Our study also has implications for the prevention of SSTIs caused by MRSA. The strong association of prior MRSA in the patient or a close contact with current MRSA suggests that persistent MRSA colonization in the individual [40], and transmission of MRSA in households [41] contribute to incident MRSA SSTIs. The smaller proportion of SSTIs caused by MRSA among patients ≥65 years may reflect lower potential exposure through skin-to-skin contact or contaminated fomites as the elderly more typically live alone [42]. De-colonization and limiting fomite exposure among household contacts are two possible strategies for limiting the spread of MRSA in the community.

Limitations

There are several limitations to our study. First, only SSTIs that produced pus or fluid were included in the study. Excluding non-culturable cellulitis, which is largely Streptococcal in origin [33, 34], may have biased our estimation of the prevalence of MRSA upward. Second, the decision to culture an SSTI was left to the discretion of the provider. We do not know how many culturable SSTIs were not cultured. However, the observation that 68 percent of SSTIs undergoing I&D in urgent care during the study period were included in the study suggests case identification was good. Third, 25 percent of our patients were lost to follow-up and our follow-up extended to only one week. We may have missed some treatment failures or late complications.

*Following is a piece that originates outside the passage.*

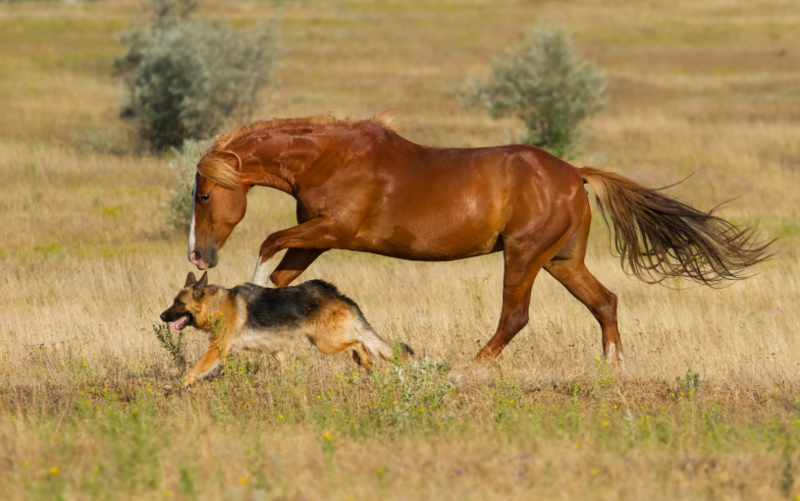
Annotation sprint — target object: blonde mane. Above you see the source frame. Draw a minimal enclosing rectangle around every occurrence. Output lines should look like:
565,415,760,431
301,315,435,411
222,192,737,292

Finally, the small sample size and lack of experimental design of our study limited our ability to detect a treatment effect of active antibiotic therapy on outcomes for abscesses.

Future studies are needed to confirm the high proportion of MRSA in large abscesses, to examine the effect of adjunctive antibiotics in the treatment of abscesses (especially large abscesses), to define quality measures for I&D, and to determine why some SSTIs are large at presentation.

Conclusions

The prevalence of MRSA is relatively low in a broad range of SSTIs diagnosed in suburban primary care. In contrast, MRSA is the most common isolate in abscesses with large erythema. Empirical antibiotic treatment, if selected for these infections, should be active against MRSA. Many non-abscess SSTIs do not require empirical coverage for MRSA and over-treatment of small abscesses with antibiotics appears to be common.

Documentation of prior MRSA in health records may alert clinicians to the high probability of MRSA in subsequent culturable SSTIs.